The concept of a sequence of ordinals shows up here and here, and in the definition of cofinality in Jech, third edition, page 31.
$\text{cf}(\alpha) =$ the least limit ordinal $\beta$ such that there is an increasing $\beta$ sequence $\langle \alpha_\xi : \xi < \beta \rangle $ with $\lim_{\xi \to \beta} \alpha_\xi = \alpha $.
For what it's worth, I found the Kunen definition of cofinality here to be easier to understand, reproduced below. $\text{type}$ is the order type. (Basically, we're looking at the powerset of $\gamma$ and seeing how big of a powerset we need to limit to $\gamma$ itself. I think the Jech definition has the same idea, we're just ordering the subsets of $\gamma$ with their intrinsic ordering).
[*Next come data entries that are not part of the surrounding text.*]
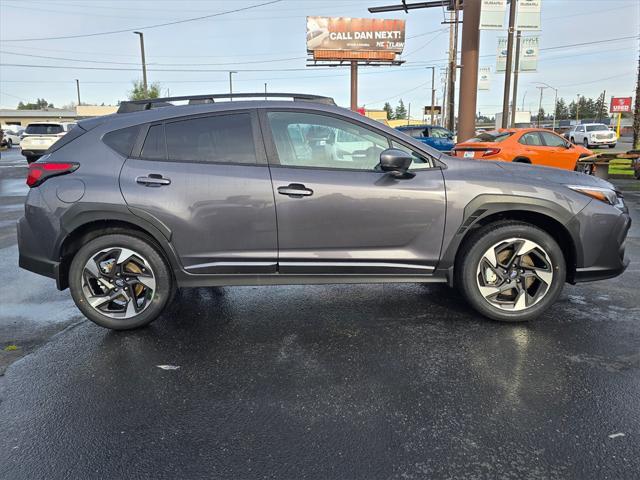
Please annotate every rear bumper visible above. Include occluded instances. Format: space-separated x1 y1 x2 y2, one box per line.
18 217 67 290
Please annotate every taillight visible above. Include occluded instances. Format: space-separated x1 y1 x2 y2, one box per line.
482 148 500 157
27 162 80 188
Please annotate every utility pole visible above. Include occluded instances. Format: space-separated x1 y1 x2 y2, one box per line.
458 0 481 142
447 0 460 132
425 67 436 125
511 30 522 127
133 32 148 94
351 60 358 112
536 87 547 128
229 70 238 101
502 0 517 128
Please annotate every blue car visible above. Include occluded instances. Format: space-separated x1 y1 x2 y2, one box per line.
396 125 456 152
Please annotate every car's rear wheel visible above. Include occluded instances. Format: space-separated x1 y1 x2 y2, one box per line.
69 234 173 330
456 221 566 322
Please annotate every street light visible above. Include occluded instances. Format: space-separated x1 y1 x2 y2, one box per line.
229 70 238 101
133 32 148 95
533 82 556 132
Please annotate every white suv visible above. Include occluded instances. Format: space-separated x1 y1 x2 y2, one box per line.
569 123 618 148
20 122 76 163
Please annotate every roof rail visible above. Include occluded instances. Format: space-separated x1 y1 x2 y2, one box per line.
117 92 335 113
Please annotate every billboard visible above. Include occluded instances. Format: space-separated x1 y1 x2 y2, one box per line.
478 67 491 90
609 97 631 113
480 0 507 30
307 17 405 57
516 0 542 30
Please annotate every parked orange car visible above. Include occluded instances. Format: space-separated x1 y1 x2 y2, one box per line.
452 128 592 170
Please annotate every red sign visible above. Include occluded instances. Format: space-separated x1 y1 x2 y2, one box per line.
609 97 631 113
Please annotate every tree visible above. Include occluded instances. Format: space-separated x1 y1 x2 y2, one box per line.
129 80 160 100
18 98 55 110
394 99 407 120
382 102 393 120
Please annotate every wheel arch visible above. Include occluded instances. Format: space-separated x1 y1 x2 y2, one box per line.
438 195 578 284
55 205 181 290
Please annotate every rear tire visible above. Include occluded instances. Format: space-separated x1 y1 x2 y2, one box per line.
456 221 566 322
69 234 173 330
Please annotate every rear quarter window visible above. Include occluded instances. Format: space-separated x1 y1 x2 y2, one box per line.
102 125 140 157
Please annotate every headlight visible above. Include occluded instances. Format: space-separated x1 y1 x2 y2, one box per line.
569 185 624 210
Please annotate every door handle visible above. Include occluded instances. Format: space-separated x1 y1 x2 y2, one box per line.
278 183 313 198
136 173 171 187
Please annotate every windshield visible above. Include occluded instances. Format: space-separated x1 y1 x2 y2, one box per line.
25 123 63 135
467 130 513 143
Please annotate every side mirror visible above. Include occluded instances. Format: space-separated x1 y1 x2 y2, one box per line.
380 148 415 178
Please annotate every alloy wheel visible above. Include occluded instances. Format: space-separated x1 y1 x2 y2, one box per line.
476 238 554 311
82 247 156 319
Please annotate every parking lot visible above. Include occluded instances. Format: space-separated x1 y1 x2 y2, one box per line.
0 149 640 479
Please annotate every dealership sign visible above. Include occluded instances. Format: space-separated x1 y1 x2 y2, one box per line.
609 97 631 113
307 17 405 57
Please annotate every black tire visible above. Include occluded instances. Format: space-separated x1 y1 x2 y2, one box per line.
456 221 566 322
69 234 174 330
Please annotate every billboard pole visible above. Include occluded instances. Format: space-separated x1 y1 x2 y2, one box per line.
511 30 522 127
351 60 358 112
458 0 480 142
502 0 517 128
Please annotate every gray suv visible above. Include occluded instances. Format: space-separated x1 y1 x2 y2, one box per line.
18 94 631 329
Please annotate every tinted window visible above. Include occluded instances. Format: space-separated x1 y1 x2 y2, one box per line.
520 132 542 146
165 113 257 163
25 123 64 135
103 126 140 157
267 112 389 170
467 130 513 143
540 132 567 147
46 127 86 153
140 125 167 160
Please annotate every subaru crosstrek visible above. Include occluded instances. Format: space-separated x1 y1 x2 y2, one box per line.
18 94 631 329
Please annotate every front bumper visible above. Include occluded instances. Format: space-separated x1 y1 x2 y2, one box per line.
571 202 631 283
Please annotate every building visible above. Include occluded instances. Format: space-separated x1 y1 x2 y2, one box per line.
0 105 118 127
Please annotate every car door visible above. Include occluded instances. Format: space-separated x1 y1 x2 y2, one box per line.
120 111 277 274
261 109 445 275
539 132 578 170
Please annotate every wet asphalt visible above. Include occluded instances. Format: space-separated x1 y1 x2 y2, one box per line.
0 147 640 479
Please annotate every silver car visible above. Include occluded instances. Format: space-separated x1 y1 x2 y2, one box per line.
18 94 631 329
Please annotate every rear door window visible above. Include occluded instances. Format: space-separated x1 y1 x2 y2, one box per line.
164 113 257 164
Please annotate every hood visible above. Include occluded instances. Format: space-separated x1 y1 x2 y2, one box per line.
494 162 615 190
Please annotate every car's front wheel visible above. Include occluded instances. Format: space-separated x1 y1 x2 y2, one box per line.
69 234 173 330
456 221 566 322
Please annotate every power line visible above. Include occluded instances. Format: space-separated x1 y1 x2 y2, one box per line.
0 0 282 42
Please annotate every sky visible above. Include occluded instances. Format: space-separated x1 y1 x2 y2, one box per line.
0 0 640 116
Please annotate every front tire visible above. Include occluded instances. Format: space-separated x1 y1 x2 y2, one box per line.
69 234 173 330
456 221 566 322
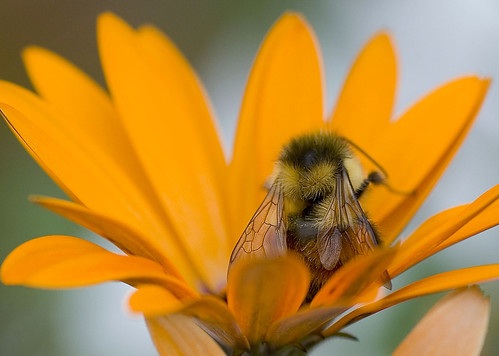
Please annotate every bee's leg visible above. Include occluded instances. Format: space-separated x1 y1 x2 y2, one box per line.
355 171 385 199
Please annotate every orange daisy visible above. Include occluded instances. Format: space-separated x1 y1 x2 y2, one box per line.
0 13 499 355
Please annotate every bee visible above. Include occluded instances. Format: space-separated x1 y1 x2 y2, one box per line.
229 131 390 302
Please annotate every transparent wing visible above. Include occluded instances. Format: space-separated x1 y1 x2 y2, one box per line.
317 168 378 270
229 183 287 268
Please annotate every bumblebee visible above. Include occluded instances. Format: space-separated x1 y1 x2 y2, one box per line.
229 132 390 302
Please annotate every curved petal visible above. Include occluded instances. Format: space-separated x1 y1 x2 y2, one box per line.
130 285 249 349
98 13 230 290
0 101 199 286
146 314 225 356
23 46 145 185
323 264 499 336
265 307 347 348
229 13 323 239
30 196 188 282
128 284 185 317
0 236 188 294
330 33 397 145
310 248 397 307
392 287 490 356
388 185 499 277
227 255 310 344
363 77 490 242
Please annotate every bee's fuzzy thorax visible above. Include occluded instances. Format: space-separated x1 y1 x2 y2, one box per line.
279 131 353 169
276 131 353 201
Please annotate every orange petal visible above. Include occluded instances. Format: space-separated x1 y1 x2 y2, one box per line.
227 256 310 344
266 307 346 348
1 236 186 294
30 196 187 279
146 314 225 356
330 33 397 146
323 264 499 336
310 248 397 307
363 77 489 242
0 102 199 280
130 285 249 349
98 13 230 290
392 287 490 356
229 13 324 239
129 284 188 317
388 185 499 277
23 46 146 186
138 26 227 191
438 202 499 254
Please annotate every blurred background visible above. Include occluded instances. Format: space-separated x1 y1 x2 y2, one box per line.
0 0 499 356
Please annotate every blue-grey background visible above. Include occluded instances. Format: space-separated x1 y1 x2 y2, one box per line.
0 0 499 356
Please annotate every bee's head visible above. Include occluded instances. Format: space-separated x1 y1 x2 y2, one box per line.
276 132 362 201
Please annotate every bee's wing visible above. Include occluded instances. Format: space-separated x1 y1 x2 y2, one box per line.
229 183 286 268
317 168 378 270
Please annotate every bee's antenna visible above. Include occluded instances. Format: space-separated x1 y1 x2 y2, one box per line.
342 137 414 197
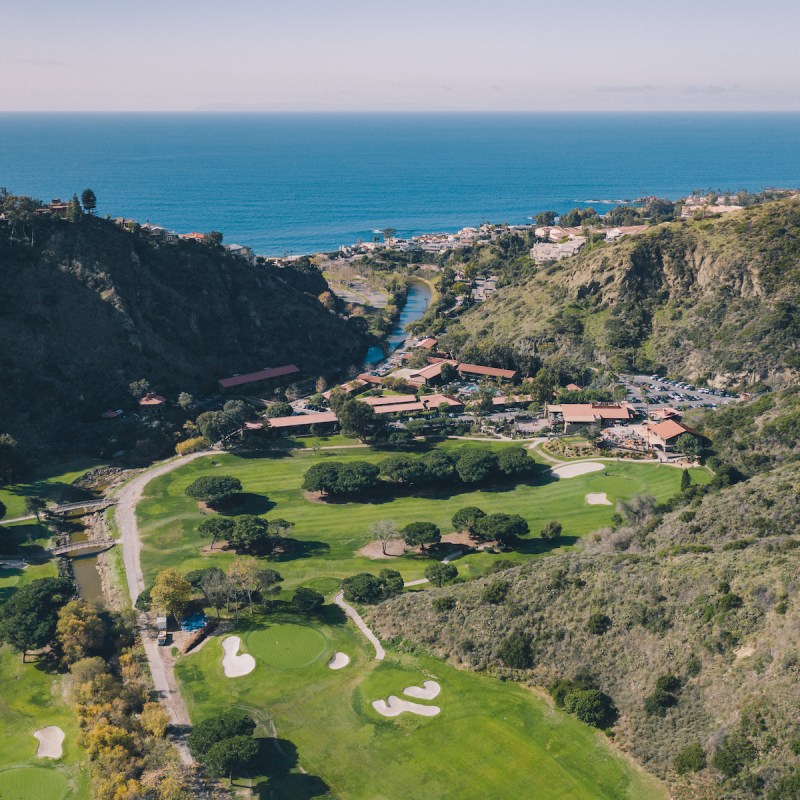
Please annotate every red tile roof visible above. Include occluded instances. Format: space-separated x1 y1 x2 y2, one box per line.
647 419 703 442
139 392 167 406
219 364 300 389
358 394 417 407
458 364 517 380
267 411 338 428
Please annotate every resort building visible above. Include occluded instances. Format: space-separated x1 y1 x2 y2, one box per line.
547 403 636 433
218 364 300 390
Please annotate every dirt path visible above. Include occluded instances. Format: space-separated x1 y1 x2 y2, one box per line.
333 592 386 661
116 451 215 764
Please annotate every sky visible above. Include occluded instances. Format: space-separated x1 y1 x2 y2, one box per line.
0 0 800 112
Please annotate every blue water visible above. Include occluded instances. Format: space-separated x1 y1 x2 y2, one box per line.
0 114 800 255
364 281 431 367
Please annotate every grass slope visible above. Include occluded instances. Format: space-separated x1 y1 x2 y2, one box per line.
137 441 706 593
177 609 665 800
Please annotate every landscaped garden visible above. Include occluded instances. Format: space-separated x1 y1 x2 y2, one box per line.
138 441 707 800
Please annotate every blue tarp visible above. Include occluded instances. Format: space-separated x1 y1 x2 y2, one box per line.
181 612 206 631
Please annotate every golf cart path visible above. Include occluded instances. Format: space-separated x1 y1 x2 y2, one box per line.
116 450 214 764
333 592 386 661
403 550 464 589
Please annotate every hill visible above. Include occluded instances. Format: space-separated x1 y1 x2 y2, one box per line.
446 198 800 385
371 387 800 800
0 209 366 462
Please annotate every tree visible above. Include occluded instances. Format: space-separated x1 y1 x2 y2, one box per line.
336 398 385 442
56 600 105 664
497 445 536 477
189 711 256 760
564 689 617 728
178 392 195 412
476 514 530 546
672 742 708 776
67 194 83 222
369 519 400 555
128 378 150 400
203 736 259 782
378 454 426 486
452 506 486 536
534 211 558 228
292 586 325 614
185 475 242 507
228 556 261 613
228 514 280 555
264 402 294 419
675 433 703 458
456 448 497 483
336 461 378 495
81 189 97 214
0 578 74 663
25 497 47 522
425 562 458 589
541 519 564 542
150 569 192 622
403 522 442 553
342 572 383 603
420 450 456 483
497 631 533 669
197 517 234 550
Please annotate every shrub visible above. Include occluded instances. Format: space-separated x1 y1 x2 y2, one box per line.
672 742 706 775
175 436 211 456
541 519 564 541
711 731 756 778
431 594 456 613
564 689 617 728
497 631 533 669
425 562 458 588
481 581 511 606
586 612 611 636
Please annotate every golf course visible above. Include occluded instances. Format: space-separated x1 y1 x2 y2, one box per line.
137 441 708 800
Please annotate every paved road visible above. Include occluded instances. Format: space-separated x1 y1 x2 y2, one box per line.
333 592 386 661
116 451 214 763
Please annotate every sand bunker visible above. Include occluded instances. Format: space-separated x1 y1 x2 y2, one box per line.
553 461 606 478
586 492 611 506
33 725 64 758
372 687 442 717
328 653 350 669
222 636 256 678
403 681 442 700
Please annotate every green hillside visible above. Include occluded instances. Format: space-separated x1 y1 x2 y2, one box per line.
447 198 800 385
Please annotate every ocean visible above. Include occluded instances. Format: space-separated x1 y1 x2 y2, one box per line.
0 113 800 255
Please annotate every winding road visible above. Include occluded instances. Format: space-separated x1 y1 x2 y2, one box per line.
116 450 214 764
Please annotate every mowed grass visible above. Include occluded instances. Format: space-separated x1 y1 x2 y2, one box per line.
0 459 100 519
177 609 665 800
137 441 707 594
0 646 90 800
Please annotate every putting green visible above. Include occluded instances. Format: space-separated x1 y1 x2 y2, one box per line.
245 623 330 669
0 767 68 800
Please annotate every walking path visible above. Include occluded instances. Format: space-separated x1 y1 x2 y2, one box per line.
116 451 213 764
333 592 386 661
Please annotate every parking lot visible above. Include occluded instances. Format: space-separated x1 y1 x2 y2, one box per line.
621 375 741 414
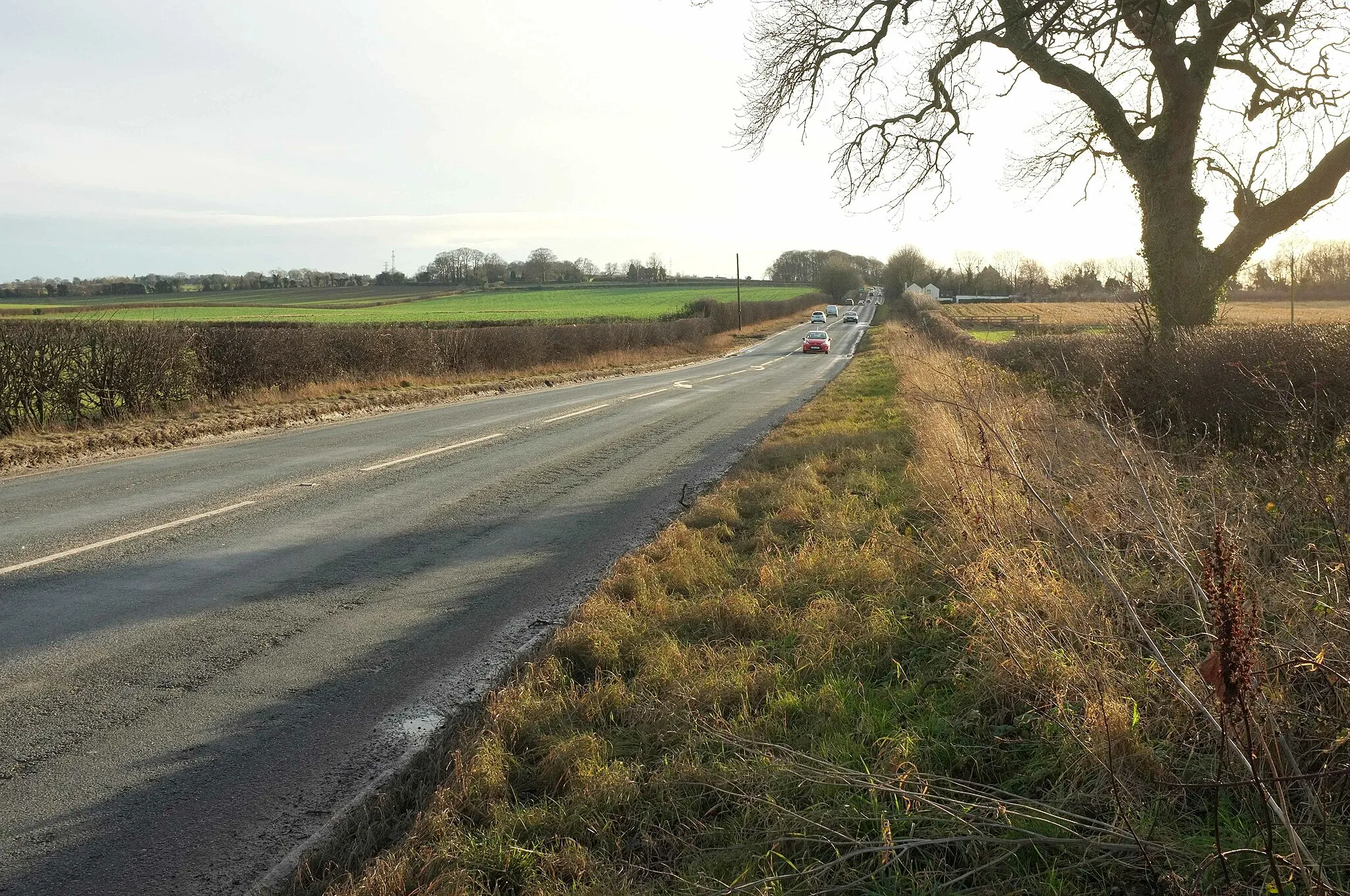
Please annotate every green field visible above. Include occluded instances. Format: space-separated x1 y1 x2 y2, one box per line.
0 285 810 324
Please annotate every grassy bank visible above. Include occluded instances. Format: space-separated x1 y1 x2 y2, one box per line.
285 327 1350 896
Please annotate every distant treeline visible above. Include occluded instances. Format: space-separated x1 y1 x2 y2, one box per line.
0 294 823 435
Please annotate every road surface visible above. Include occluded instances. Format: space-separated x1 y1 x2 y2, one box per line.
0 308 872 896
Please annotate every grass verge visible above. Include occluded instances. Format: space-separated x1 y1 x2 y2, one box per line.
294 327 1350 896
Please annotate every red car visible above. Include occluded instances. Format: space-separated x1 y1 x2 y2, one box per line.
802 329 831 355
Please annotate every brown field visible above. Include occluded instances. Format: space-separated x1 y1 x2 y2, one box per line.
944 300 1350 327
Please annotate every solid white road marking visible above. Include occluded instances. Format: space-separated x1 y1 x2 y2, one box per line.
622 386 670 401
361 432 506 472
544 401 609 424
0 501 258 576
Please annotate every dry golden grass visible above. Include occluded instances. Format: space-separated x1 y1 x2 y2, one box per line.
1219 300 1350 324
943 302 1130 327
943 301 1350 327
279 327 1350 896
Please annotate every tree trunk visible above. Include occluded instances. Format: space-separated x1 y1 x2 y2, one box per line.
1138 173 1227 332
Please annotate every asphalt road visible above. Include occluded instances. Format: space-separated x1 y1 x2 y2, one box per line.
0 308 872 896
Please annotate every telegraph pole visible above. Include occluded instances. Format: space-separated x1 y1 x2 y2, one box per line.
736 252 741 333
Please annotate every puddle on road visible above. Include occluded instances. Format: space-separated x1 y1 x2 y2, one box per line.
398 712 446 739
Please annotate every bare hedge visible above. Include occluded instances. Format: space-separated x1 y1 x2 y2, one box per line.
0 294 825 435
984 324 1350 449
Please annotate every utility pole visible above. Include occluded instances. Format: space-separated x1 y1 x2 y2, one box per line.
736 252 744 333
1289 244 1297 328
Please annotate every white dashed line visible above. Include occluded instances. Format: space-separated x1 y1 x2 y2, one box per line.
0 501 258 576
622 386 670 401
544 401 609 424
361 432 506 472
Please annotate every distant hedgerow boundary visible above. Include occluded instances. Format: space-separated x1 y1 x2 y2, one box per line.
0 293 827 436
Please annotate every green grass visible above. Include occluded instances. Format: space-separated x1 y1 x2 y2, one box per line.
969 329 1016 343
297 334 1161 896
0 285 809 324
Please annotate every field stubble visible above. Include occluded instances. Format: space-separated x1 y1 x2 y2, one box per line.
0 314 799 475
944 300 1350 327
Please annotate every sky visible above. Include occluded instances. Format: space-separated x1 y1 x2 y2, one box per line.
0 0 1350 281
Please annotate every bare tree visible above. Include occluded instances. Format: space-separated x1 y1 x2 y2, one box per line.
524 248 558 283
992 248 1026 283
742 0 1350 329
952 248 984 291
881 246 933 297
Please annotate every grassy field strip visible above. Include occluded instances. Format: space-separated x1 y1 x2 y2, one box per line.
0 501 258 576
291 317 1350 896
361 432 506 472
9 285 809 324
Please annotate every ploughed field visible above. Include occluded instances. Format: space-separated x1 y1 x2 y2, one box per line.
0 283 810 324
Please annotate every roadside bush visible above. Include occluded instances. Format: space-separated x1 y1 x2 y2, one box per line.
676 293 835 333
891 290 979 351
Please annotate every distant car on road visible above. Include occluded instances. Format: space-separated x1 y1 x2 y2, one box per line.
802 329 831 355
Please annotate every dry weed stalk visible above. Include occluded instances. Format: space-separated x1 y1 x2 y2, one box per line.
893 325 1338 893
687 727 1168 893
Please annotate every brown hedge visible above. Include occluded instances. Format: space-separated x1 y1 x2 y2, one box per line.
985 324 1350 448
0 294 825 435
$$ \text{cf}(\gamma) = \min \{ \text{type}(x) : x \subset \gamma \land \sup(x) = \gamma \} $$
Anyway, I think part of the reason that I was initially thrown off by the Jech definition is that I think of sequences as being functions $\mathbb{N} \to X$ for some set $X$.
A sequence is this setting is clearly more general, possibly a function $\kappa \to X$ for some ordinal $\kappa$.
There are other choices we could make though: we could restrict $\kappa$ to be a cardinal, we could restrict $\kappa$ to be a limit ordinal, or we could allow $\kappa$ to be any order type, ordinal or not. I could also insist that $\kappa$ is a directed set and make myself a nice net.
What do people commonly use a sequence of ordinals to mean? What's the most restrictive definition I could take for starting out with set theory that's still broad enough to include sequences I'm likely to encounter?